Résumé

Reina Kiperman, Leandro Emmanuel
Software developer

About me#

An avid self-taught backend software developer with great passion for "libre" software.

I love to work in a team where I need to be creative and resourceful, pushing me to grow both as a person and a professional.

Skills#

Programming

Python / Jupyter Java Bash / POSIX Shells Go / golang C / C++

Frameworks

JUnit / Mockito Spring / Spring Boot Pandas / NumPy Keras / TensorFlow

Electronics

Arduino Raspberry Pi KiCAD FPGA / VHDL

Tools

Git Nix Jenkins Kubernetes / Docker

Markup

reStructuredText MarkDown HTML LaTeX AsciiDoc

Data serialisation

JSON XML YAML

Operating Systems

Linux BSD MacOS Windows

Languages

English Spanish German

Experience#

OroraTech Embedded Linux Engineer 2021/11 — Present

I got an opportunity to move to Germany and work on a local startup, where I am currently in charge of creating and maintaining the full Linux software platform on a satellite. From the kernel and bootloader to the package management and update procedures, I am responsible that these mission critical components work flawlessly in orbit.

MuleSoft Software Engineer MTS 2020/08 — 2021/10

Right after I finished the previous project, the company started moving some of their most skilled employees into a new team with the purpose of developing an all new initiative: MuleSoft Composer. This is aimed at expanding our tooling for simpler tasks, broadening the possibilities for the non-technical users.

In this new endeavour, I had gone from leading a single of its core backend components to becoming one of the key players on the whole backend platform. From day one of the project I had helped with the analysis, design, and development of a microservices focused platform; driving the product all the way to GA and beyond.

MuleSoft Software Engineer AMTS 2019/02 — 2020/07

After the end of the Internship I was offered the opportunity to continue working at the company while I pursued my software engineering degree.

I took ownership of a project named MUnit Test recorder centred around simplifying our clients' development process, allowing to easily test and validate the correct functionality of their software, reducing time and effort. In order to achieve this goal, it was required to coordinate interactions across several teams to bring a smooth and cohesive experience to the end users.

By the end we saw 30% adoption increase and 25% usage compared to the old process within the first 3 months of the release of the new tool, and overwhelmingly positive feedback from our clientele.

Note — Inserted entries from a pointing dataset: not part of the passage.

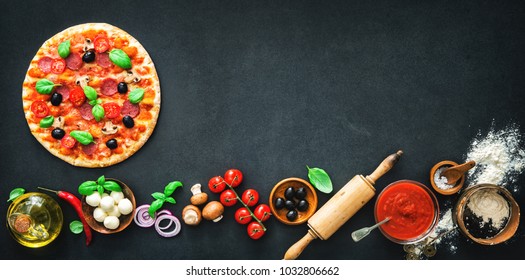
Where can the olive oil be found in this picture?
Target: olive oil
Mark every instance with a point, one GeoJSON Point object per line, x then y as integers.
{"type": "Point", "coordinates": [34, 219]}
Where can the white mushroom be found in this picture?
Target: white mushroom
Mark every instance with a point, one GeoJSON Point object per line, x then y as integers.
{"type": "Point", "coordinates": [109, 128]}
{"type": "Point", "coordinates": [82, 81]}
{"type": "Point", "coordinates": [111, 222]}
{"type": "Point", "coordinates": [58, 122]}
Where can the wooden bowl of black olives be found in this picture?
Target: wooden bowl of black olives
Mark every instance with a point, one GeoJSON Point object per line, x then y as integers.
{"type": "Point", "coordinates": [293, 201]}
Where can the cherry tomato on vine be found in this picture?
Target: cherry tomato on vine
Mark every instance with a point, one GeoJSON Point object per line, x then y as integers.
{"type": "Point", "coordinates": [233, 177]}
{"type": "Point", "coordinates": [250, 197]}
{"type": "Point", "coordinates": [216, 184]}
{"type": "Point", "coordinates": [242, 216]}
{"type": "Point", "coordinates": [228, 198]}
{"type": "Point", "coordinates": [262, 212]}
{"type": "Point", "coordinates": [255, 230]}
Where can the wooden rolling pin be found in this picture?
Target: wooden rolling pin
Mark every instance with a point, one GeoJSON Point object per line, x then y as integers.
{"type": "Point", "coordinates": [342, 206]}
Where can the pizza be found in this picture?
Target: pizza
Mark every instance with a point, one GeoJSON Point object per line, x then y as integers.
{"type": "Point", "coordinates": [91, 95]}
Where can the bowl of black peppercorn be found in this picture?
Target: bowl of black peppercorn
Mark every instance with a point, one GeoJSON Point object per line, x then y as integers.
{"type": "Point", "coordinates": [293, 201]}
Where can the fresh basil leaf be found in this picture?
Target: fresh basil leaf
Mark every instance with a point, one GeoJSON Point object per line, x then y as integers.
{"type": "Point", "coordinates": [84, 137]}
{"type": "Point", "coordinates": [16, 192]}
{"type": "Point", "coordinates": [45, 86]}
{"type": "Point", "coordinates": [90, 93]}
{"type": "Point", "coordinates": [320, 179]}
{"type": "Point", "coordinates": [101, 180]}
{"type": "Point", "coordinates": [158, 195]}
{"type": "Point", "coordinates": [100, 189]}
{"type": "Point", "coordinates": [98, 112]}
{"type": "Point", "coordinates": [76, 227]}
{"type": "Point", "coordinates": [112, 186]}
{"type": "Point", "coordinates": [136, 95]}
{"type": "Point", "coordinates": [171, 187]}
{"type": "Point", "coordinates": [63, 49]}
{"type": "Point", "coordinates": [47, 121]}
{"type": "Point", "coordinates": [87, 188]}
{"type": "Point", "coordinates": [120, 58]}
{"type": "Point", "coordinates": [170, 200]}
{"type": "Point", "coordinates": [156, 205]}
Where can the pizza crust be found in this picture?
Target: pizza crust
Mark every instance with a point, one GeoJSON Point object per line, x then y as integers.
{"type": "Point", "coordinates": [79, 159]}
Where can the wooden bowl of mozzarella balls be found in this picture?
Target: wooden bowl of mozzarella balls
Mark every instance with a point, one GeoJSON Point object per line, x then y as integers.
{"type": "Point", "coordinates": [109, 212]}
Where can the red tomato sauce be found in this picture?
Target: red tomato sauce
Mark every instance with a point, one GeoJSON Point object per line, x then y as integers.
{"type": "Point", "coordinates": [410, 208]}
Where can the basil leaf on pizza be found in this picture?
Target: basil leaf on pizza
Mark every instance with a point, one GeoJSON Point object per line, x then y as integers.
{"type": "Point", "coordinates": [120, 58]}
{"type": "Point", "coordinates": [136, 95]}
{"type": "Point", "coordinates": [63, 49]}
{"type": "Point", "coordinates": [45, 86]}
{"type": "Point", "coordinates": [84, 137]}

MuleSoft Intern Software Engineer 2018/10 — 2019/01

I was part of the first "Colts" Internship after Salesforce acquisition, where I got the chance to work as a part of a core team (the MUnit team) and participate in a challenging project, giving me the fortuity to get hands-on experience.

Education#

Software Engineering Universidad Argentina de la Empresa 2018 — 2019

As time went by, I began to feel that I had been learning a lot more and in much more depth while working than I had ever done at the university, and finally resolved that it would be more beneficial to just keep polishing my skills on my job, and thus I decided to withdraw from college from the time being.

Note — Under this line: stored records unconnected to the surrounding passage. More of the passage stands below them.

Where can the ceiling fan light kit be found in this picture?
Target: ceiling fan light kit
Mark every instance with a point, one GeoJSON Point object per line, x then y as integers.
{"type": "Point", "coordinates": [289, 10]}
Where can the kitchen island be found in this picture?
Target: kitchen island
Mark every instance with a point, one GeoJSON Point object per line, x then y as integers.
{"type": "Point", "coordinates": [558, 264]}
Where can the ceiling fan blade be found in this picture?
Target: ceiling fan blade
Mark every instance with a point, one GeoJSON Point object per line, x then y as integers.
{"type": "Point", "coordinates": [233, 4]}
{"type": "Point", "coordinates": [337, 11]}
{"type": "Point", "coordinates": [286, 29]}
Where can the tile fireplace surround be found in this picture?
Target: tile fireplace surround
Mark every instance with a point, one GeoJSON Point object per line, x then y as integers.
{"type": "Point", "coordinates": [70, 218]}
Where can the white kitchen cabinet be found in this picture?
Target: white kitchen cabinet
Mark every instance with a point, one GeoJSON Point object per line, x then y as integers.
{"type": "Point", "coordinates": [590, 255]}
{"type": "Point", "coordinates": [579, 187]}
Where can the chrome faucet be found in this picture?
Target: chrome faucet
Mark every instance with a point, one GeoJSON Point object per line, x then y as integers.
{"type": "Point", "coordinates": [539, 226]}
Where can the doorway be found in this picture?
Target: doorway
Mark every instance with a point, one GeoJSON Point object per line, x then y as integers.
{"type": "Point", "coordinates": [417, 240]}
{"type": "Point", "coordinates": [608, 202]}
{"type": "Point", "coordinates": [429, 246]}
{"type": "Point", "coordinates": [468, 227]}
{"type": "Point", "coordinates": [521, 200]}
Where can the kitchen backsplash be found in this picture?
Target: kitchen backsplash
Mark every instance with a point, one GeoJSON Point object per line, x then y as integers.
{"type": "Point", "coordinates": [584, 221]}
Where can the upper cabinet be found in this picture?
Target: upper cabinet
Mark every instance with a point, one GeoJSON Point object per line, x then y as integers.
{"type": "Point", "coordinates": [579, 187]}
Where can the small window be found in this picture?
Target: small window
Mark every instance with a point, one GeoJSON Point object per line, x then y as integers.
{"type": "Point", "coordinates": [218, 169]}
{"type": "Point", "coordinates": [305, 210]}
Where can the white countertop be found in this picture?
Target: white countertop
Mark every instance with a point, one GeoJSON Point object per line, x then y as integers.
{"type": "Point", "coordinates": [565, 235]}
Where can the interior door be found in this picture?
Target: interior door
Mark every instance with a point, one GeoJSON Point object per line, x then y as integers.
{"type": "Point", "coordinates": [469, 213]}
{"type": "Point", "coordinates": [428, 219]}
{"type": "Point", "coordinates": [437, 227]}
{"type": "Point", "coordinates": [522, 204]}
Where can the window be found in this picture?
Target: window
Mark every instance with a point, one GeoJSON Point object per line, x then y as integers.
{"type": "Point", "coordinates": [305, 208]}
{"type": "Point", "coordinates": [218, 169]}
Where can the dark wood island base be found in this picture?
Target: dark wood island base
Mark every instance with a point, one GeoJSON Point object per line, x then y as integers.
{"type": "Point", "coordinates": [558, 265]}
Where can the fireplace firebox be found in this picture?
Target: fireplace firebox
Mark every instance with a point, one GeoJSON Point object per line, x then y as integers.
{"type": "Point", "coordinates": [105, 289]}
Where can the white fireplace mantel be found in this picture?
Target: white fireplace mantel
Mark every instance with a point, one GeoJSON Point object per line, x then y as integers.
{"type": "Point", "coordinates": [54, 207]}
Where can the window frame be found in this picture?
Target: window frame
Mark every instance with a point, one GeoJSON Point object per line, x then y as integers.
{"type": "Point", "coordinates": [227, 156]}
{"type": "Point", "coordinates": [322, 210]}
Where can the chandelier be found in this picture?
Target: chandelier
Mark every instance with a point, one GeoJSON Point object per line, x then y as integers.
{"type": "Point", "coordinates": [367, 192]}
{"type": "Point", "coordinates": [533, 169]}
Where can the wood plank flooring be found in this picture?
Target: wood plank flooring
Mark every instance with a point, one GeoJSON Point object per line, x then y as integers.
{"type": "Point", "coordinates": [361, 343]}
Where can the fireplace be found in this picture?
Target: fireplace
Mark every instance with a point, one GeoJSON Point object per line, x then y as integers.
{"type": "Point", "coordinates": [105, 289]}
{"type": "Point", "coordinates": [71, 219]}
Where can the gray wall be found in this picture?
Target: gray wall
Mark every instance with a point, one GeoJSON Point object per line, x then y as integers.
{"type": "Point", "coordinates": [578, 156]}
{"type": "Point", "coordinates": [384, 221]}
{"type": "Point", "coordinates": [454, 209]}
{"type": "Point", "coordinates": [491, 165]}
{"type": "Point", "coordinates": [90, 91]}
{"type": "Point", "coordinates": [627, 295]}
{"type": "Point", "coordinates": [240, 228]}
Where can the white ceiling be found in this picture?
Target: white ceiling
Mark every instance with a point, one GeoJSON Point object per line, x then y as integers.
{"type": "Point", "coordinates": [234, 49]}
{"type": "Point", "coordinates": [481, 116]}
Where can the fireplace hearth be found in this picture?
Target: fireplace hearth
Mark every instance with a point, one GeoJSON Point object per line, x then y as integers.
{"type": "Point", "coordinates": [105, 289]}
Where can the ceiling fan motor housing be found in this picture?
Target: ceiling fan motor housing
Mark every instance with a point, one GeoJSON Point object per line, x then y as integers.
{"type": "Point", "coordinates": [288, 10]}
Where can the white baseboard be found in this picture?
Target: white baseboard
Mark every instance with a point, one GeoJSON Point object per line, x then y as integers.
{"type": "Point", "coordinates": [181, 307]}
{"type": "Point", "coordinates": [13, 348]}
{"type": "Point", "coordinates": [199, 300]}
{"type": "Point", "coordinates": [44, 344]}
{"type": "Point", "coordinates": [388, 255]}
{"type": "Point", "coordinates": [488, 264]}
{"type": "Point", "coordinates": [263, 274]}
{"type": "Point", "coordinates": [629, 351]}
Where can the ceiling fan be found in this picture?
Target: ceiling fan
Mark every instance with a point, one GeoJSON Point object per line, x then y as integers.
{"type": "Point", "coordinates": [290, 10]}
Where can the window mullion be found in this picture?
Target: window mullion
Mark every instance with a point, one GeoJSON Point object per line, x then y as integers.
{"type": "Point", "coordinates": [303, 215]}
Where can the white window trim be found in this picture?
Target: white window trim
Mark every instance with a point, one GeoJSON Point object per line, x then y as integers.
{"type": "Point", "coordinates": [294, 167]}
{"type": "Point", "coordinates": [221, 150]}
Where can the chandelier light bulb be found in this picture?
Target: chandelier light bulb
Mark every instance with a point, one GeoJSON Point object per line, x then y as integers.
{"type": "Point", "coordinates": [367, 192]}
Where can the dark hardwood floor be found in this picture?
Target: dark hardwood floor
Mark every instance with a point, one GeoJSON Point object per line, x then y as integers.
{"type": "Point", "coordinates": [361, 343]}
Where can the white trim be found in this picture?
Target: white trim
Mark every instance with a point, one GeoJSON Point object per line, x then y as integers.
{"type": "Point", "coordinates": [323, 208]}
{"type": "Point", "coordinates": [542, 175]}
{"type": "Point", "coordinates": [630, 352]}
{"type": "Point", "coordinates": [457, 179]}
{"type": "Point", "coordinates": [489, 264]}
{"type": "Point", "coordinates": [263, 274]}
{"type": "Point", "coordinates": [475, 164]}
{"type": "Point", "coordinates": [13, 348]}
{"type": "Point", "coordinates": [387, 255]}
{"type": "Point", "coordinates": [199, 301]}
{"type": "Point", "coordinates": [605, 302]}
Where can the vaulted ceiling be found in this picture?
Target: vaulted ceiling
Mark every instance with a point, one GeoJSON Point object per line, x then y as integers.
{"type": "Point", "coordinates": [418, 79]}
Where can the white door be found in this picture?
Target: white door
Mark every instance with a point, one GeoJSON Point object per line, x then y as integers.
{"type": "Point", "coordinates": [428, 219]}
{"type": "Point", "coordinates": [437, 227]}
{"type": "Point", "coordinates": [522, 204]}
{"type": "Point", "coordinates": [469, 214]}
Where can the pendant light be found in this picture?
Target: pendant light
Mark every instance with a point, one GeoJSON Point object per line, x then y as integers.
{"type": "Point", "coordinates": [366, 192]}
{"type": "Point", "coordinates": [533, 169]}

Electronic & Software Engineering Instituto Tecnológico de Buenos Aires 2013 — 2018

After diving into the Electronic courses I found that programming was what really motivates me, and so I opted to continue my studies as a software engineer. But because of my career change decision, I felt I needed to acquire some work experience. Although the tuition at ITBA was great, the timetables did not allow me to work, that is why I chose to continue at UADE.

Publications#

Simulation of pulse propagation in nonlinear optical fibres using GPUs 2016

We present an implementation in graphical processing units of a numerical algorithm for the simulation of the nonlinear propagation of pulses in optical fibres. The implementation uses NVidia's cuFFT library to perform the large number of FFTs calculations required and parallelises all vector sums and products. We show up to 50x speedups as compared to a single-core implementation on a PC.